- Coordinates: 36°07′25″N 5°20′28″W﻿ / ﻿36.12363°N 5.34105°W
- Access: small entrance

= Fig Tree Cave =

Cave in Gibraltar

Fig Tree Cave is a cave in the British Overseas Territory of Gibraltar. It is located on the eastern cliffs of the Rock of Gibraltar, not far from Martin's Cave within the Upper Rock Nature Reserve. It is listed in the Heritage and Antiquities Act 2018 by the Government of Gibraltar.

==History==
According to former Governor of Gibraltar, William Jackson, Simón Susarte, a recently exiled goatherd, led 500 Spanish troops up the east side of Gibraltar to reclaim the Rock following the Anglo-Dutch Capture of Gibraltar in 1704. The troops spent the night of 10 November 1704, on the east side of the Rock in this cave and Martin's Cave before ascending Middle Hill the next day. The invasion ended badly as ammunition ran out and reinforcements failed to arrive. However Martin's Cave was not discovered for another 100 years.
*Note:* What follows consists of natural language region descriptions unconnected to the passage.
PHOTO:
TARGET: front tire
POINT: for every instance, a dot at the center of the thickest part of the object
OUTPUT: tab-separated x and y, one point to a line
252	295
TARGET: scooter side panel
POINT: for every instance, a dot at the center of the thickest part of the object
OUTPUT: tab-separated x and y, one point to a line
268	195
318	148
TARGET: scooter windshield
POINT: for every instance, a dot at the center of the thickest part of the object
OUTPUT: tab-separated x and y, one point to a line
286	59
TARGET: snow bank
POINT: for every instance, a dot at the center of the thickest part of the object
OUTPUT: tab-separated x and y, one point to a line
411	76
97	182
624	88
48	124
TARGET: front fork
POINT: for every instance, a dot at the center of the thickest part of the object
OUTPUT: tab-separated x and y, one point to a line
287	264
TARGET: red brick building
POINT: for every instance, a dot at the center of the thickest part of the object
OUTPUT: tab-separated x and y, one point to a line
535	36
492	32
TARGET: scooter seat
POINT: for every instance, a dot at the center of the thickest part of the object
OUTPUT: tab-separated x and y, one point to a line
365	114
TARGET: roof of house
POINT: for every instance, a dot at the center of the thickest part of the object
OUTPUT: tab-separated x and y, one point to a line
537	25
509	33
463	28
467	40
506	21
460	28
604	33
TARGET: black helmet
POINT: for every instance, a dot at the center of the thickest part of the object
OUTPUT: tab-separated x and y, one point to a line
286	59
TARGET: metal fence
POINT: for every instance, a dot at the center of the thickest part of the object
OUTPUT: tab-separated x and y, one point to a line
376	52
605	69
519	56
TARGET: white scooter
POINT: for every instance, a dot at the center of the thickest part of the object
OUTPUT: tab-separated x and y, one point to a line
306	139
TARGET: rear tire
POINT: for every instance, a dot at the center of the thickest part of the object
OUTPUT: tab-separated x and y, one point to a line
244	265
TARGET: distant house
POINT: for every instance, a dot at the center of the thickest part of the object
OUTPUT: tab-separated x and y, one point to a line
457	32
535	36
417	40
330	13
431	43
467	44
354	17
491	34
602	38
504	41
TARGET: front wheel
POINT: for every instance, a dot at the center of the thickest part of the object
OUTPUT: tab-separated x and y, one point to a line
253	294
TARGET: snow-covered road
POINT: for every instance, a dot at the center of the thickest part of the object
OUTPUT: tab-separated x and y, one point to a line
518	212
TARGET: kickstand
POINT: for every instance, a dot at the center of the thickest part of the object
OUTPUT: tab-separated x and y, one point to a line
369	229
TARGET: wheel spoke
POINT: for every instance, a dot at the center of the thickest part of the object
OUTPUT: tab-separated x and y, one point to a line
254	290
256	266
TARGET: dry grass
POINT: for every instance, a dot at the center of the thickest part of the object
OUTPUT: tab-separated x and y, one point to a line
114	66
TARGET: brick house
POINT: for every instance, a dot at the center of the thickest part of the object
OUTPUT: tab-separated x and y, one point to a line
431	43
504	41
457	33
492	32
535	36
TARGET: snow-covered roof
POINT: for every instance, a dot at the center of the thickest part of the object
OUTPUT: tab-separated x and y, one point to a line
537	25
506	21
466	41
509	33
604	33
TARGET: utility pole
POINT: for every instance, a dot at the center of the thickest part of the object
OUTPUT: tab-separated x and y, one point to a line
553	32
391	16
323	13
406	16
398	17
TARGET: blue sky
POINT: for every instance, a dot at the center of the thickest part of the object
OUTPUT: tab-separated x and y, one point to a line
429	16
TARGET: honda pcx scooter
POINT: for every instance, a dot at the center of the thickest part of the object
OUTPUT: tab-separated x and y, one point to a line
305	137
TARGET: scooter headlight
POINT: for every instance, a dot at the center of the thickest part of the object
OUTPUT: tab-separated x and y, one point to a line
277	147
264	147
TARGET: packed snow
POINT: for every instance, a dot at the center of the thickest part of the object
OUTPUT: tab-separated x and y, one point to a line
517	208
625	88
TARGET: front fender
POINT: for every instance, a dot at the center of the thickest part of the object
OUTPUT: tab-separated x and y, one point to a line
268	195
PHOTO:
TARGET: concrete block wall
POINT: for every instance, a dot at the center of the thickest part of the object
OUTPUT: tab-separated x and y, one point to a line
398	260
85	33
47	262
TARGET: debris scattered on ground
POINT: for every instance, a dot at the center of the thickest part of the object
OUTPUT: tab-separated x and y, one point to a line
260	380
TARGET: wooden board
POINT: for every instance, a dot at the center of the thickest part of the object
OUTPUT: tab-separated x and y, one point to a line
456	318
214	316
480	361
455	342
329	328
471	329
In the 1860s, Captain Frederic Brome, the then Governor of the Military Prison on Windmill Hill, Gibraltar, sought permission from the Governor of Gibraltar to explore Poca Roca Cave, as well as St. Michael's Cave, Martin's Cave and this cave, with the objective of finding archaeological evidence of the past use of these caves. The Governor agreed to allow ten prisoners to begin work at Martin's Cave.

The entrance to the cave is small, widening to a shape 1 m high and roughly 2 m by 3 m. A path falls away at a 40-degree angle but ends in a muddy pit. The wildlife in the cave is very similar to that in nearby Martin's Cave. The cave is located within the Upper Rock Nature Reserve.

== Today ==
In 2018 this cave was included in the caves listed in the Heritage and Antiquities Act by the Government of Gibraltar, noting that Fig Tree Cave No.2 was an archaeological site.